In the context of solubility, the solubility product constant, denoted as \( K_{sp} \), serves as a key indicator of how soluble a compound is in water. The general rule of thumb is: the smaller the \( K_{sp} \), the less soluble the compound. This is because a smaller \( K_{sp} \) value indicates that fewer ions are released into the solution, demonstrating limited solubility.

When tasked with comparing solubility, as outlined in the exercise, it's crucial to look at the \( K_{sp} \) values provided for each compound. The exercise provides four compounds, each with a specific \( K_{sp} \). A deeper understanding of these values allows us to rank the compounds based on their solubility. For instance, \( MnS \) with a \( K_{sp} = 7 \times 10^{-16} \) is more soluble than \( PtS \), once you've adjusted \( PtS \)'s given \( K_{sp} \) from \( 8 \times 10^{-73} \) to \( 5.7 \times 10^{-19} \), which turns out to be the smallest and thus least soluble.

Inorganic chemistry primarily deals with substances that aren't based on carbon-hydrogen bonds. A significant part of this field includes studying salts and minerals, which often participate in equilibrium reactions such as dissolution and precipitation. Understanding solubility through \( K_{sp} \) involves applying knowledge from equilibrium concepts.
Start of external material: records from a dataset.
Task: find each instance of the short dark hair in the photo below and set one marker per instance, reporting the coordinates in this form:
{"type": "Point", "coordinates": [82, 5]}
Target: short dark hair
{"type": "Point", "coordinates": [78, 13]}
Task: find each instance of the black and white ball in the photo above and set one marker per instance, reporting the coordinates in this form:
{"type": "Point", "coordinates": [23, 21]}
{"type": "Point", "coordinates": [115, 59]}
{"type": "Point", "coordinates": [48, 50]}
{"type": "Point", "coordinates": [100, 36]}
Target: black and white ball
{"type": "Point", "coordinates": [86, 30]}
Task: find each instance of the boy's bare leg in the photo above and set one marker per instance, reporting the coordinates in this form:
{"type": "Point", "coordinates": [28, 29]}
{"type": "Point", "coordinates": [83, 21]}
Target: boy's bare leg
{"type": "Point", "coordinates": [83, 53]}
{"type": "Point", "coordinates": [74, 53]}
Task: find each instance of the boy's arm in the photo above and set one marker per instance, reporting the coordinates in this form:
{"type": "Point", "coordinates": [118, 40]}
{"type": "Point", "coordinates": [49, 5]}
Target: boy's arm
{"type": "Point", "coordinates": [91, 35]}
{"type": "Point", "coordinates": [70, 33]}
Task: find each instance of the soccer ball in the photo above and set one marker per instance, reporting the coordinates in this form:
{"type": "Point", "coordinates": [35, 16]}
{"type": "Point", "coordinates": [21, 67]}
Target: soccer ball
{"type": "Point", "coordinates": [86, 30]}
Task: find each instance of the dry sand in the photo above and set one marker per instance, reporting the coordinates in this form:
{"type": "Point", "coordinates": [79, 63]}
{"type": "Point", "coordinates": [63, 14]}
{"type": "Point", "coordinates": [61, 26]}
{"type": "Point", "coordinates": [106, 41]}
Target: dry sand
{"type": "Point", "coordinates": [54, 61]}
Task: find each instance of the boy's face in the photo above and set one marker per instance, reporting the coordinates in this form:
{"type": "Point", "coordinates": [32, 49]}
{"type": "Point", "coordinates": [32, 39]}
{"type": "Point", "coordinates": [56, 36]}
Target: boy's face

Compounds like sulfides (MnS, FeS, PtS, NiS) are a classic part of inorganic chemistry. Their solubility is fundamental when predicting the extent to which they dissolve in aqueous solutions. This entails consideration of different factors such as temperature, ion interactions, and the presence of other compounds. In exam questions, you often compare solubility by using the solubility product constant, an application of Le Chatelier's principle and equilibrium constants, which are cornerstones of inorganic chemistry.

Calculating solubility product constants requires an understanding of equilibrium principles. The \( K_{sp} \) value represents the product of the concentrations of the ions each raised to the power of their coefficients in the balanced equation of dissociation.

For example, if you have a compound \( AB_2 \) which dissociates as \( AB_2 \rightarrow A^{2+} + 2B^{-} \), the \( K_{sp} \) expression is \([A^{2+}][B^{-}]^2\). In solving the exercise given, the complex calculation for \( PtS \), with its initial expression of \( K_{sp}^{4} = 8 \times 10^{-73} \), requires taking the fourth root to find the feasible \( K_{sp} \). This modification is essential for accurate comparison with \( MnS \), \( FeS \), and \( NiS \). By computing the fourth root for \( PtS \), students can accurately compare solubility limits using the refined \( K_{sp} \) value, thus pinpointing \( PtS \) as the compound with the least solubility.